Berita

Nasikhatus Zuhriyah, mahasiswa Prodi Sejarah Peradaban Islam FAHUM UIN Sunan Ampel Surabaya, dalam studinya mengungkapkan salah satu situs sejarah perjuangan bangsa, yaitu Markas Besar Oelama (MBO) yang terletak di Desa Kedungrejo, Kecamatan Waru, Sidoarjo. Bangunan ini dahulunya sebuah rumah sederhana yang dipinjamkan kepada para Kiai dan santri sebagai tempat berkumpul atau mengatur strategi pada peristiwa 10 November 1945. Rumah yang dibangun pada tahun 1930 oleh H. Rais warga Dusun Bandilan, Desa Kedungrejo yang kemudian dialihkan kepada isterinya Ibu Khalimah yang dibuktikan dengan berkas Izin Mendirikan Bangunan (IMB).

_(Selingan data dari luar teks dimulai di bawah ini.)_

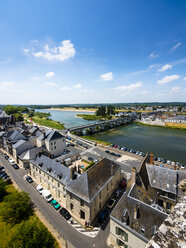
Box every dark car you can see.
[59,208,71,220]
[154,156,158,161]
[98,209,109,223]
[0,171,7,178]
[26,176,33,183]
[12,164,19,170]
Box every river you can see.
[35,109,186,164]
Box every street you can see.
[0,154,109,248]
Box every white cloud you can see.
[0,81,14,90]
[170,86,181,93]
[158,64,172,72]
[100,72,114,81]
[60,86,71,91]
[73,84,82,89]
[33,40,76,62]
[23,48,30,54]
[43,82,57,87]
[169,42,182,53]
[157,75,180,84]
[115,81,142,91]
[149,52,158,59]
[46,71,55,77]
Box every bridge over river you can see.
[68,116,135,135]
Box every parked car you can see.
[158,158,162,162]
[26,176,33,183]
[114,189,122,199]
[59,208,71,220]
[51,200,61,210]
[98,209,109,223]
[12,164,19,170]
[154,156,158,161]
[105,150,110,153]
[107,198,116,209]
[36,185,44,194]
[42,189,53,202]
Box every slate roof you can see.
[146,196,186,248]
[67,158,120,203]
[111,183,167,241]
[146,164,186,194]
[19,147,44,160]
[13,140,26,149]
[8,130,26,143]
[46,130,64,141]
[30,155,72,185]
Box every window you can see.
[116,239,128,248]
[80,199,84,207]
[166,202,172,209]
[116,226,128,242]
[80,210,85,219]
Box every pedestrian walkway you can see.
[67,218,100,238]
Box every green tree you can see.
[7,220,57,248]
[0,191,32,224]
[0,178,6,201]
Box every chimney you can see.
[110,164,114,176]
[150,153,154,164]
[70,167,74,180]
[131,167,136,183]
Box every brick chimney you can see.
[149,153,154,164]
[131,167,136,183]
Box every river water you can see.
[35,109,186,164]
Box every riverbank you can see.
[80,136,111,146]
[27,116,65,130]
[134,121,186,130]
[45,108,96,113]
[76,114,112,121]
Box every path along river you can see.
[35,109,186,164]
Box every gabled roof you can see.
[30,155,72,185]
[67,158,120,203]
[13,140,26,149]
[19,147,44,160]
[46,130,64,141]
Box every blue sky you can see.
[0,0,186,104]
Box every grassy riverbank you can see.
[134,121,186,130]
[32,116,65,129]
[77,114,112,121]
[81,136,111,146]
[0,185,59,248]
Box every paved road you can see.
[0,155,109,248]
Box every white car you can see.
[36,185,44,194]
[9,158,15,164]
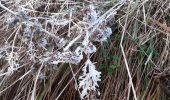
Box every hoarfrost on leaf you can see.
[79,59,101,99]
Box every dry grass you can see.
[0,0,170,100]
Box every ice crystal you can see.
[79,59,101,99]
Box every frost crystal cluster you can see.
[0,0,123,99]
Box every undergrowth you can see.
[0,0,170,100]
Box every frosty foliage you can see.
[0,0,126,99]
[79,59,101,99]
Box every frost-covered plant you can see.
[0,0,124,99]
[79,59,101,99]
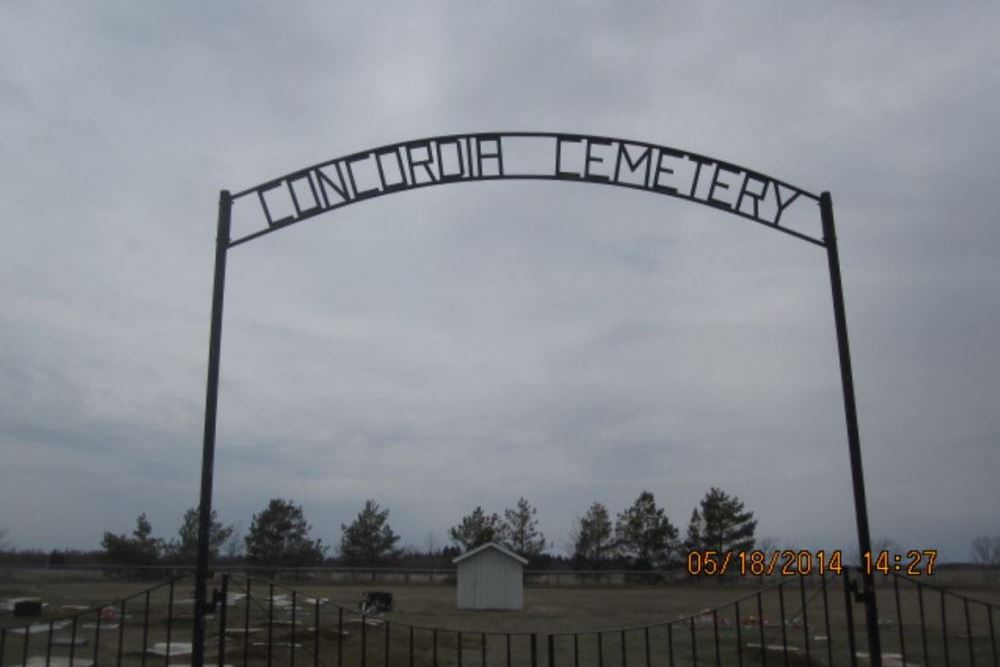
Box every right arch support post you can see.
[819,192,882,667]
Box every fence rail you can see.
[0,572,1000,667]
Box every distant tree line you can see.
[64,487,757,572]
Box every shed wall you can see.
[458,550,524,609]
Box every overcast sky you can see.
[0,0,1000,560]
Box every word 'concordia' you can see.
[242,133,811,236]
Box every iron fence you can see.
[0,572,1000,667]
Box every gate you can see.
[0,570,1000,667]
[191,132,882,667]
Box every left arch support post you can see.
[191,190,233,667]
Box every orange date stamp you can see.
[687,549,937,577]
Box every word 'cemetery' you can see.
[234,132,822,244]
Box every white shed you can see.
[452,542,528,609]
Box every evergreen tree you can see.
[501,496,545,558]
[684,507,705,551]
[615,491,677,570]
[573,503,614,569]
[245,498,326,566]
[101,513,164,576]
[340,499,399,565]
[448,506,503,551]
[688,486,757,553]
[168,507,236,562]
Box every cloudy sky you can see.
[0,0,1000,560]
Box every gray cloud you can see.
[0,2,1000,559]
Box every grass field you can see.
[0,577,1000,667]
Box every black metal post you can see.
[819,192,882,667]
[191,190,232,667]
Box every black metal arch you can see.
[229,132,825,247]
[191,132,882,667]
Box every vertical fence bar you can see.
[821,575,833,665]
[21,625,29,667]
[266,580,274,667]
[917,583,930,665]
[141,591,149,667]
[941,591,951,667]
[712,609,722,667]
[757,593,767,667]
[68,616,78,667]
[844,570,858,667]
[166,579,176,667]
[799,574,812,665]
[217,574,229,667]
[93,609,103,667]
[337,607,344,667]
[313,596,319,667]
[243,578,253,667]
[46,621,54,667]
[382,621,389,667]
[115,600,126,667]
[778,582,788,667]
[361,612,368,667]
[986,605,1000,667]
[691,616,698,665]
[292,590,298,667]
[735,600,743,667]
[962,598,976,667]
[892,574,906,665]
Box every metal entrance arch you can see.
[192,132,882,667]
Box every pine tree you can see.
[245,498,326,567]
[168,507,236,562]
[615,491,677,570]
[573,503,614,569]
[340,499,399,565]
[448,506,503,551]
[684,507,705,551]
[688,486,757,553]
[501,496,545,558]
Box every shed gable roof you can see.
[451,542,528,565]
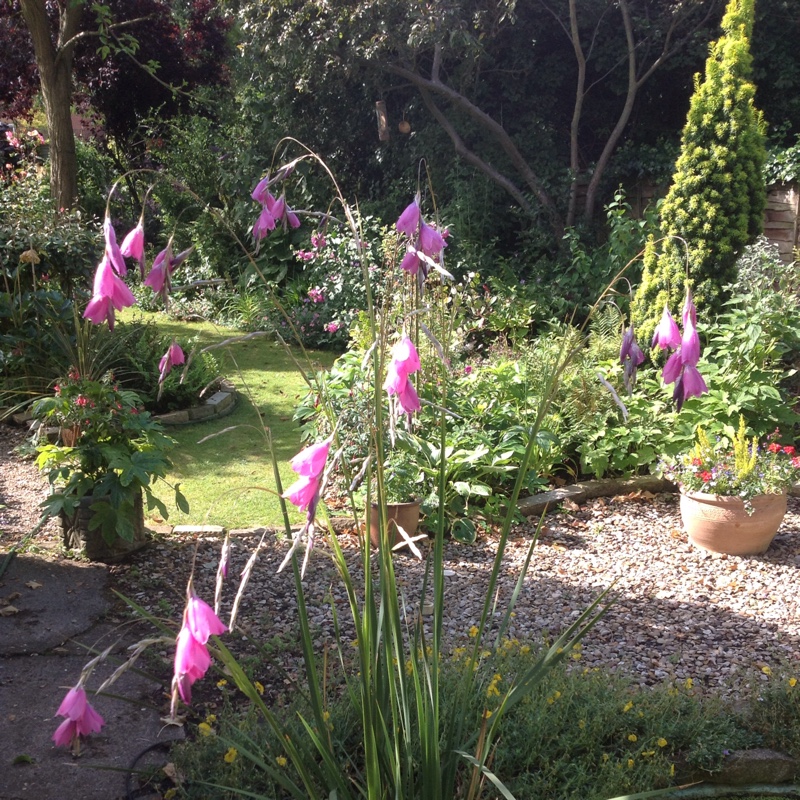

Pada 9 Juli 1992 rumah tersebut kemudian dibalik nama atas nama Prof. Dr. H. Asep Syaifuddin Chalim, M.A. diserahkan kepada K.H. Hasyim Muzadi pada 13 Juni 2001. Berkas-berkas atas bangunan tersebut sempat hilang dan diurus kembali oleh H. Sholeh Hayat sebagai Wakil Katib PWNU Jawa Timur dan diserahkan sepenuhnya kepada NU sebagai aset peninggalan bersejarah berupa bangunan Markas Besar Oelama. MBO merupakan bangunan bersejarah sebagai aset Nahdlatul Ulama yang dilindungi oleh PWNU Jawa Timur. Markas NU berpindah-pindah lokasi yang awalnya di Blauran, Surabaya kemudian pindah ke Waru, Sidoarjo, dan Mojokerto. Pada perkumpulan tersebut K.H. Wahab Hasbullah sebagai Ketua MODT Markas Besar Oelama yang diutus langsung oleh K.H. Hasyim Asy’ari. Markas tersebut sebagai bukti adanya Resolusi Jihad pada 22 Oktober 1945. Dari sana muncul Maklumat yang dibentuk oleh Tim Revitalisasi pada 16 November 2019 sebagai upaya pemeliharaan bangunan tersebut. Selain resolusi jihad, yang merupakan upaya membela tanah air oleh anggota NU, diperkenalkan juga konsep ‘cinta tanah air adalah bagian dari iman’ yakni Hubbul Wathan Minal Iman yang dicetuskan oleh K.H. Wahab Hasbullah pada 1934.

Gambaran hasil strategi para ulama dalam resolusi jihad Nahdlatul Ulama guna menghadapi sekutu yakni dengan membagi peran kepada pasukan Hizbullah di Kota Surabaya yang pada saat itu telah dikuasai oleh sekutu. Selain mengatur strategi, para ulama juga memberikan ijazah kepada para santri yang akan melawan sekutu untuk membangun semangat para santri. Pada syair Syubbanul Wathan diajarkan pentingnya cinta tanah air dengan menyadarkan bahwa “kita” telah dijajah, dan “kita” tidak akan seperti binatang yang tidak dapat berfikir jika terjajah. ”Kita” siap melawan, berjihad, dan rela berkorban!